Luckily, extracting methods reduces nesting the same way that it reduces length.

Small Methods Reduce Coupling

Dependencies make it harder to reason about code. They make it harder to change as well.

Suppose you have a massive method. There are plenty of local variables capturing intermediate results. While they provide an opportunity for meaningful names, they lack the encapsulation that methods provide. You have access to everything that happened before within the same scope, which can entangle the logic beyond salvation.

Not only that, you start getting worried about unexpected changes. You can’t be sure that the variable wasn’t modified unless you painstakingly go through the whole logic. Doubly so in languages that don’t allow read-only variables.

What About Testability?

Working Effectively with Legacy Code

And lastly, we come to testability. Does extracting methods improve testability? You could argue it doesn’t, as you should have your tests ready before you perform the refactoring.

However! Reality isn’t always so kind. You might face a huge, gnarly class that lacks tests. Writing tests might prove impossible unless you make the problem more manageable.

As described in the book Working Effectively with Legacy Code, extracting methods allows you to break down smaller pieces. At some point, they become small enough that you can write some tests for them.

It’s not pretty, but it gets the job done. Much better than the alternative of not really knowing if your changes will screw something.

Notice I Didn’t Talk about Reuse

I haven’t mentioned reusability throughout the article. It is, in fact, not the primary goal of Extract Method.

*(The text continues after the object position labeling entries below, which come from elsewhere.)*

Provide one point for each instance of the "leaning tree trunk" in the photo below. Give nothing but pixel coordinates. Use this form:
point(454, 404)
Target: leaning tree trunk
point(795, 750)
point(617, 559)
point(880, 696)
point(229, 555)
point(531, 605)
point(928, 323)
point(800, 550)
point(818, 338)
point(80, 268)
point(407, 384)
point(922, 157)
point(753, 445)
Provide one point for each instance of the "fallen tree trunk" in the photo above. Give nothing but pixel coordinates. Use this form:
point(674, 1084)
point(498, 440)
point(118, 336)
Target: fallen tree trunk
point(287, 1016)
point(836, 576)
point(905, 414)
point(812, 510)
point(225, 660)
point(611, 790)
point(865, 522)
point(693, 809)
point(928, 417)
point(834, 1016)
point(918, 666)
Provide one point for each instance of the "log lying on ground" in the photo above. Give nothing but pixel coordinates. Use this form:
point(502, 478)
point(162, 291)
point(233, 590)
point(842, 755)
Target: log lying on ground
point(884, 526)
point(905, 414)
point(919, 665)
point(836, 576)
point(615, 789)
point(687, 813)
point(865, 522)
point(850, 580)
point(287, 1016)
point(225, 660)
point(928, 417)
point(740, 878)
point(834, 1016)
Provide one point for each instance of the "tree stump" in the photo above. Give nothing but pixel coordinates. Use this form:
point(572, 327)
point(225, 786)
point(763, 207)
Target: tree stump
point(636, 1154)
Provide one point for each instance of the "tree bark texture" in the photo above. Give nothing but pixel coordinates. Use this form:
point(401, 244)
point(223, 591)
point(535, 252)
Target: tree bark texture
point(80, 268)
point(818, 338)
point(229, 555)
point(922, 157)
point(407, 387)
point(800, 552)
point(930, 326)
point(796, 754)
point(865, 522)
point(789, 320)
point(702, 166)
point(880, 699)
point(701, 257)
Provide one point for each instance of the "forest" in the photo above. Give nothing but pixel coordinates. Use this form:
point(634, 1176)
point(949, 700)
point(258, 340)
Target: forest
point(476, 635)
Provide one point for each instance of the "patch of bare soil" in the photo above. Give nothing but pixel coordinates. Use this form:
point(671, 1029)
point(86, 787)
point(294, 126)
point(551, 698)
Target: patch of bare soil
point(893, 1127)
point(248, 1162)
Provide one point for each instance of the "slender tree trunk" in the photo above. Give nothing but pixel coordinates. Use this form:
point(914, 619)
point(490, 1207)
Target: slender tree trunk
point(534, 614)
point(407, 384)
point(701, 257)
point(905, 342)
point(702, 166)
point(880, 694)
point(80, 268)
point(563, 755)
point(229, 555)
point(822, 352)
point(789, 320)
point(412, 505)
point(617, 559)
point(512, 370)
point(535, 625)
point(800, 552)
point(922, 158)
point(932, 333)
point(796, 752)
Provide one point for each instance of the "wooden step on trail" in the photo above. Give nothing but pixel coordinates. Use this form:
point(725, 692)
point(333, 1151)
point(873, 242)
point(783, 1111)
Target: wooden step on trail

A smaller auxiliary method is valuable even if we only use it once. Making code more readable is already a significant benefit, worth doing on its own. If that method encapsulates a reusable abstraction, that’s a welcome benefit. But it’s not something to force or expect.

Is Extracting Methods Worth The Effort?

In any big codebase, the code developers write lives for a long time. Often, it’s still there while the original developers moved somewhere else. Meanwhile, new developers will read it many times and try to figure out what it does. Capturing the context of why a decision happened is hard, so these poor developers are left without context.

Thus, it will be read many times by multiple developers. Investing some effort in making it more readable pays off more and more over time.

Not that you should overdo it, though. An endless collection of one-liners isn’t an improvement, either. Aim for methods that stand on their own and have one purpose. That’s a reasonable guideline to follow.